Struggling to mold your children isn’t just ineffective, but counter-productive. Pushing your child to be something he’s not rarely succeeds, but it often sours the relationship between parent and child. The Ask the Children survey asked over a thousand kids in grades three to twelve about their lives. Few kids feel starved for parental attention. Their big complaints are that parents are too tired, stressed, and angry. The lesson: More relaxed parenting is better for everyone. Stop pushing yourself so hard. Your child will turn out about the same, you’ll feel better about your life, and your child will feel better about you.

10 Responses leave one →
  1. September 2, 2011

    Amen and amen! Thanks for Sharing…as a parent of grown children, Im happy that we learned this many years ago…

  2. Janice permalink
    September 2, 2011

    So you mean we don’t have to cram everything in until we’re all miserable and not speaking to each other?

    What about music lessons? Are those a must? Will we ruin our kids’ lives if we forgo another year?

  3. Cole permalink
    September 2, 2011

    Glad to hear this, and not surprised, frankly.
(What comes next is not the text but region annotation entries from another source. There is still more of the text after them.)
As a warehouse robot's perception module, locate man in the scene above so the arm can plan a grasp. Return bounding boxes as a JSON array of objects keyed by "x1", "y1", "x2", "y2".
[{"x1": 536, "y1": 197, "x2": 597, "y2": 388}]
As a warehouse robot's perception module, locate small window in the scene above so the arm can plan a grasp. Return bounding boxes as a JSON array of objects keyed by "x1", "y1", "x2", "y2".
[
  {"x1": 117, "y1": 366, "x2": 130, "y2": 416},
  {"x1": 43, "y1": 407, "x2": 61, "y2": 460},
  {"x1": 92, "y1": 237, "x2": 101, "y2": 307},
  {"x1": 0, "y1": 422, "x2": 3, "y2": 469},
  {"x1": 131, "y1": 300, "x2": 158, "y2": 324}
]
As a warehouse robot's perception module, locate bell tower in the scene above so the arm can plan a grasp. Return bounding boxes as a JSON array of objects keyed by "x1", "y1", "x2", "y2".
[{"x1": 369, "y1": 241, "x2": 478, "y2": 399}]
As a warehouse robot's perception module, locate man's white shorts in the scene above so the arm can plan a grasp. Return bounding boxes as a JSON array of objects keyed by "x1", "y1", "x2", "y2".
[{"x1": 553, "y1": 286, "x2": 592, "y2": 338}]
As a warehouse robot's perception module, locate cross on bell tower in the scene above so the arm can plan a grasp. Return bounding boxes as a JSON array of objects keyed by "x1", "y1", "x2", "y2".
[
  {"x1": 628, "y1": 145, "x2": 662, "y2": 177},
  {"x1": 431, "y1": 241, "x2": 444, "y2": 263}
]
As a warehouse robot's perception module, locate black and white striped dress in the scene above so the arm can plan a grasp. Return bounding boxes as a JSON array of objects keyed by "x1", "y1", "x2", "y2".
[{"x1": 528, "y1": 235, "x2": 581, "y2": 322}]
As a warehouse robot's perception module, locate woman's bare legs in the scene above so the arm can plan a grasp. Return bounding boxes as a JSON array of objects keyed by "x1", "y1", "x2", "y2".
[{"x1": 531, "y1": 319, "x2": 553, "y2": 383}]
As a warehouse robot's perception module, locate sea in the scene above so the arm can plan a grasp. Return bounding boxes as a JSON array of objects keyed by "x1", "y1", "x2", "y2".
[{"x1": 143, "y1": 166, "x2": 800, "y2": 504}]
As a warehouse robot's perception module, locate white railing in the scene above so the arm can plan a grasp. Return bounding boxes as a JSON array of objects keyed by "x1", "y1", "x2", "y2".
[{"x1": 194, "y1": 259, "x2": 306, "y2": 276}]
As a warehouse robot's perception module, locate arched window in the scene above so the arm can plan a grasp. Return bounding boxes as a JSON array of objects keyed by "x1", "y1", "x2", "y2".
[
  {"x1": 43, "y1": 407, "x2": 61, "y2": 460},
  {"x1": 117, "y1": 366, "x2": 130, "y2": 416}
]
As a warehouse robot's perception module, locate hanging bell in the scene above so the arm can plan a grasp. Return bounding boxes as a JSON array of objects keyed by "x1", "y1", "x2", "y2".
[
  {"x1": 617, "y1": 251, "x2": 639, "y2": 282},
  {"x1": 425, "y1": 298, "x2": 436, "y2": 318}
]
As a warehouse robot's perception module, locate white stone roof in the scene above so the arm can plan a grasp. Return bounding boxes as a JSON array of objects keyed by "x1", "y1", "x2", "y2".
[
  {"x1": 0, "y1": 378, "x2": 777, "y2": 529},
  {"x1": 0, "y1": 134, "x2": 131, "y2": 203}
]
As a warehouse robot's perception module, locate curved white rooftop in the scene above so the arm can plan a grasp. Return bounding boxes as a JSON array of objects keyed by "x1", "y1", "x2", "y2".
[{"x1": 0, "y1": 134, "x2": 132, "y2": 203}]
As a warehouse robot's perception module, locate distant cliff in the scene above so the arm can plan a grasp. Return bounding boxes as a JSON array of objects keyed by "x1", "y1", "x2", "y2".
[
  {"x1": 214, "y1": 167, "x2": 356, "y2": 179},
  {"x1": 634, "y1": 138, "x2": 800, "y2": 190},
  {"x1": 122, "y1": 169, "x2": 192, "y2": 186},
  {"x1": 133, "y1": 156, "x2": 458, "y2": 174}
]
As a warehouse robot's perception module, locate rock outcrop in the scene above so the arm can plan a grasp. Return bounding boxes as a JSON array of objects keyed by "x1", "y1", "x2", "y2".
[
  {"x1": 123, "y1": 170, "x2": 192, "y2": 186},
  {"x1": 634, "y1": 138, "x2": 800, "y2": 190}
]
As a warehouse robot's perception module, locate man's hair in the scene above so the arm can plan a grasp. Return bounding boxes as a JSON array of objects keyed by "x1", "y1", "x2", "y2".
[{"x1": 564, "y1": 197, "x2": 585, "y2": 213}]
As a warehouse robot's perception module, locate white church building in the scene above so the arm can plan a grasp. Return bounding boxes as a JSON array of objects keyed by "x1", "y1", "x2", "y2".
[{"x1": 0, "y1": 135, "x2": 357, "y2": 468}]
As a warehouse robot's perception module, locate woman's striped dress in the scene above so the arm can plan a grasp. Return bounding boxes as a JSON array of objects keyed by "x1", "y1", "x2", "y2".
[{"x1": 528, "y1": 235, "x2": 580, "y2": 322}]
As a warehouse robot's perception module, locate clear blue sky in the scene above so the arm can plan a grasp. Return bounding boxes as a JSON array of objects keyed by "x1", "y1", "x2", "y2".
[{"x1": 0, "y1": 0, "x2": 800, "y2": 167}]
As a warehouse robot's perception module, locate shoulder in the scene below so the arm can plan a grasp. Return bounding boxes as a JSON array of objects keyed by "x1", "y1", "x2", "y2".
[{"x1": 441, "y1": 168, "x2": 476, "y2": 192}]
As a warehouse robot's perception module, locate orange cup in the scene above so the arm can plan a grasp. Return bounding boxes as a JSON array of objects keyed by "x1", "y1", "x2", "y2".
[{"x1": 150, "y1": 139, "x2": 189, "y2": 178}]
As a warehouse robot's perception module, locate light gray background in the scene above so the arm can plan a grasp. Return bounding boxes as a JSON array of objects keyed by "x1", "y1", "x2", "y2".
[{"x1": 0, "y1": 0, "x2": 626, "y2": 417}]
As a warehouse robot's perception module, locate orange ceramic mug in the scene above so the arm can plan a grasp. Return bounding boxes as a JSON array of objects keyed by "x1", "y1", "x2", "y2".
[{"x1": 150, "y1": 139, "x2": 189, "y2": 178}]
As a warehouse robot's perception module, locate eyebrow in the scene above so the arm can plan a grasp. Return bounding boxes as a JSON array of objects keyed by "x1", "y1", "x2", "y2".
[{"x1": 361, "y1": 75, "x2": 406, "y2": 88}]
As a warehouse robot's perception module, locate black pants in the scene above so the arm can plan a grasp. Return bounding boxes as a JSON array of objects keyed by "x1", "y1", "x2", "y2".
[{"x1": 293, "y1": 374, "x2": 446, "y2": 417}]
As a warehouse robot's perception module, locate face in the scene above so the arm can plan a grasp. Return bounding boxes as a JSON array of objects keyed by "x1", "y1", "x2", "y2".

Freakonomics rocks.

  4. Sherry Rankin permalink
    September 2, 2011

    NOW you tell me!!

  5. annie permalink
    September 2, 2011

    Love this. ‘Train up a child in the way he should go’ means we parents recognize God knitted them, & we then encourage the thing He gave them to do/enjoy. Living vicariously through our kids doesn’t make mama, daddy, or kid happy—-mostly, just the opposite occurs. Love them, encourage them, & then let them fly……

  6. September 2, 2011

    A great post! I wonder if some of the obsessive parent isn’t just another subtle form of idolatry, with the children becoming the pawns in the game. I know we should want good for our children and as a parent, I do. But what I want first for my children is that they’s grow up loving and serving God.

    Grace and Peace,

    Rex

  7. erin permalink
    September 2, 2011

    Bravo!

  8. Kent Dickerson permalink
    September 4, 2011

    This trend was going strong as I raised my children. One result I have often noticed is the belief by children that the world revolves around them. Everything else takes a back seat to their sports or other activities. As one who often calls on men to serve in ministry opportunities I find a number of men who will never consider taking time away from the children’s activities for ministry. I believe they are missing an opportunity to teach their children that serving in ministry is a normal part of a Christian’s life. No I don’t want them to neglect their family, just bring some balance to it.

  9. don permalink
    September 6, 2011

    Genetics is not the reason these children of tiger moms are doing well-it is because they were well fed, given opportunities (even if over done), have two parents, had good health care, and while misplaced, a support system. Remove that child from this home environment, take away the health care, lower the food quality, and have the child be the “parent” ie raise the siblings, take away the father, have a mother who works two jobs and you will have the opposite type of person.
    Now, follows of Jesus, do we do the same? I know of Christians who miss church, not once in a while, but constantly for the ball games etc.
    Their children will attend school functions before youth group functions. That run the mill of every activity in the book-band, sports, etc. etc.
    Do we read scripture together or do we watch a movie together? Do we sit down to eat together?